Questions: Sentence Parsing and Garden-Path Sentences
5 questions to test your understanding
Score: 0 / 5
Question 1 Multiple Choice
In the sentence 'The horse raced past the barn fell,' most readers experience difficulty at the word 'fell.' According to the garden-path model, why does this specific word cause the problem?
ABecause 'fell' is an irregular verb form that is rarely encountered in everyday language.
BBecause 'fell' reveals that the initial parse — treating 'raced' as the main verb — is grammatically impossible, requiring the reader to discard and rebuild the entire structure.
CBecause 'fell' introduces semantic implausibility about horses, triggering a plausibility check.
DBecause 'fell' arrives too quickly for working memory to integrate it with earlier words.
'Fell' is the disambiguation point — the moment where the incorrect initial parse (main clause with 'raced' as the main verb) becomes untenable. A sentence cannot have two main verbs without a conjunction, so 'fell' forces reanalysis: 'the horse' is actually the subject of a reduced relative clause ('the horse that was raced past the barn'), and 'fell' is the true main verb. The difficulty is not about 'fell' itself but about the structural reanalysis it demands — undoing what the parser had already committed to and rebuilding the entire phrase structure.
Question 2 Multiple Choice
Which prediction distinguishes a serial parser (single-analysis commitment) from a parallel parser (multiple-analyses maintained simultaneously) with respect to garden-path sentences?
AA serial parser predicts garden-path effects; a parallel parser predicts no such processing difficulty because the correct analysis was maintained all along.

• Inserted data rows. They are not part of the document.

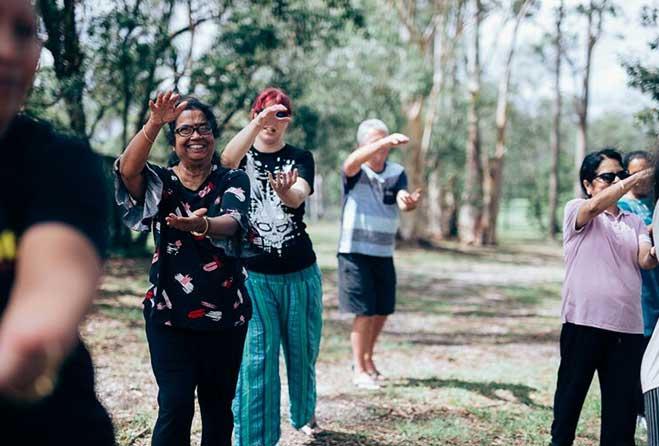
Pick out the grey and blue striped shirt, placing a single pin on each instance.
(370, 214)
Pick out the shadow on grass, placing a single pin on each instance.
(334, 438)
(130, 315)
(341, 328)
(521, 392)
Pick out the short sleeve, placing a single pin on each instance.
(234, 202)
(139, 215)
(306, 168)
(69, 187)
(570, 218)
(401, 184)
(643, 234)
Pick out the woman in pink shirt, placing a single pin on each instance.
(604, 249)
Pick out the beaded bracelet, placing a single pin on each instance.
(205, 231)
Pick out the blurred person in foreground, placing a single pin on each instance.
(52, 238)
(650, 363)
(374, 194)
(605, 248)
(639, 201)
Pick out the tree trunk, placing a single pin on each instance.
(556, 127)
(594, 30)
(493, 180)
(64, 45)
(412, 222)
(434, 204)
(471, 210)
(316, 201)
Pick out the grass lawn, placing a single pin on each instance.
(471, 352)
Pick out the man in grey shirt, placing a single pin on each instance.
(374, 194)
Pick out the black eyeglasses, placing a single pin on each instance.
(188, 130)
(610, 177)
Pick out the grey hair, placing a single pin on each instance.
(367, 126)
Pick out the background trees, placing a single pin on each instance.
(460, 76)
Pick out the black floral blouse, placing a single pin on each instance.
(195, 282)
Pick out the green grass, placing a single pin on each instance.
(472, 352)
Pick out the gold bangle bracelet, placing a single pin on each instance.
(205, 231)
(147, 136)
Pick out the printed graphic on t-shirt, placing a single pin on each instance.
(274, 226)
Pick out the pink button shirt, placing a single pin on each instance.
(602, 286)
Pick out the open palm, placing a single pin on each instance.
(165, 109)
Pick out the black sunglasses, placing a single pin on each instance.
(610, 177)
(188, 130)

BBoth predict the same garden-path effects, but serial parsers recover faster because they only maintained one analysis.
CA parallel parser predicts stronger garden-path effects because maintaining multiple analyses overloads working memory.
DA serial parser predicts difficulty at the start of the sentence, while a parallel parser predicts difficulty at the end.

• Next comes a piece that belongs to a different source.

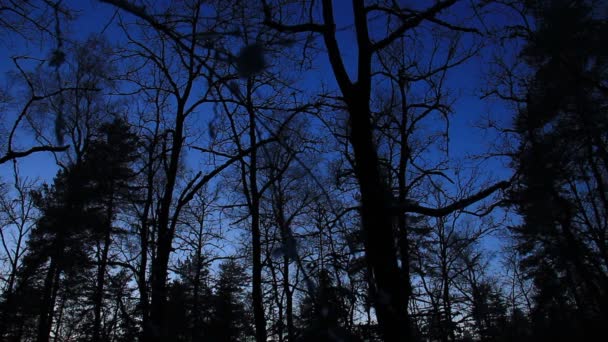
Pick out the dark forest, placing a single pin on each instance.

The garden-path effect is the key empirical test between these models. If the parser maintains all grammatically possible analyses in parallel, it always has the correct analysis available when the disambiguating word arrives — no reanalysis needed, no measurable slowdown. The serial model predicts difficulty precisely because the parser committed to the wrong analysis and must now discard it. Reading-time studies and ERP data showing processing disruption exactly at the disambiguation point support the serial model with reanalysis.
Question 3 True / False
The 'minimal attachment' heuristic in sentence parsing causes garden-path errors because it systematically favors syntactically simpler analyses, which happen to be wrong for sentences with reduced relative clauses.
TTrue
FFalse
Answer: True
Minimal attachment is the principle that the parser builds the simplest phrase structure given the words encountered so far — fewest nodes, most direct attachment. For 'the horse raced past the barn,' the simplest analysis has 'raced' as the main verb of a simple main clause, which requires fewer structural nodes than embedding 'raced' inside a relative clause modifying 'the horse.' This heuristic is statistically optimal for most sentences in natural language — but in the unusual case of a reduced relative clause, it leads the parser down the wrong path.
Question 4 True / False
Garden-path effects demonstrate a fundamental limitation of the human language-processing system: it can seldom handle sentences with reduced relative clauses.
TTrue
FFalse
Answer: False
Humans can and do understand garden-path sentences — they just require reanalysis and extra processing time. The garden-path effect reveals not a limitation but an architectural feature: the parser commits early to the most probable analysis (an efficient strategy for normal language) and recovers when that analysis fails. With re-reading or additional context, comprehenders always reach the correct interpretation. The difficulty is in the recovery cost, not an inability to process reduced relative clauses.
Question 5 Short Answer
Why does the 'minimal attachment' heuristic cause processing errors in highly skilled readers, even though those readers know the grammar that would allow them to consider alternative analyses?
Think about your answer, then reveal below.
Model answer: Minimal attachment operates automatically and below conscious awareness — it is a fast heuristic applied incrementally as each word arrives, not a deliberate strategy that skilled readers can override. Knowing the grammar doesn't help because the parser commits to the simpler structure before 'fell' appears; by the time the error is revealed, reanalysis is required regardless of the reader's competence.
Syntactic knowledge and real-time processing are separable. A skilled reader knows that reduced relative clauses are grammatical English — they could generate them freely in writing. But the online parser doesn't consult that explicit knowledge; it applies incremental heuristics that succeed on the vast majority of sentences. The rare garden-path sentence exposes the gap between competence (knowing the grammar) and performance (processing in real time under incremental commitment).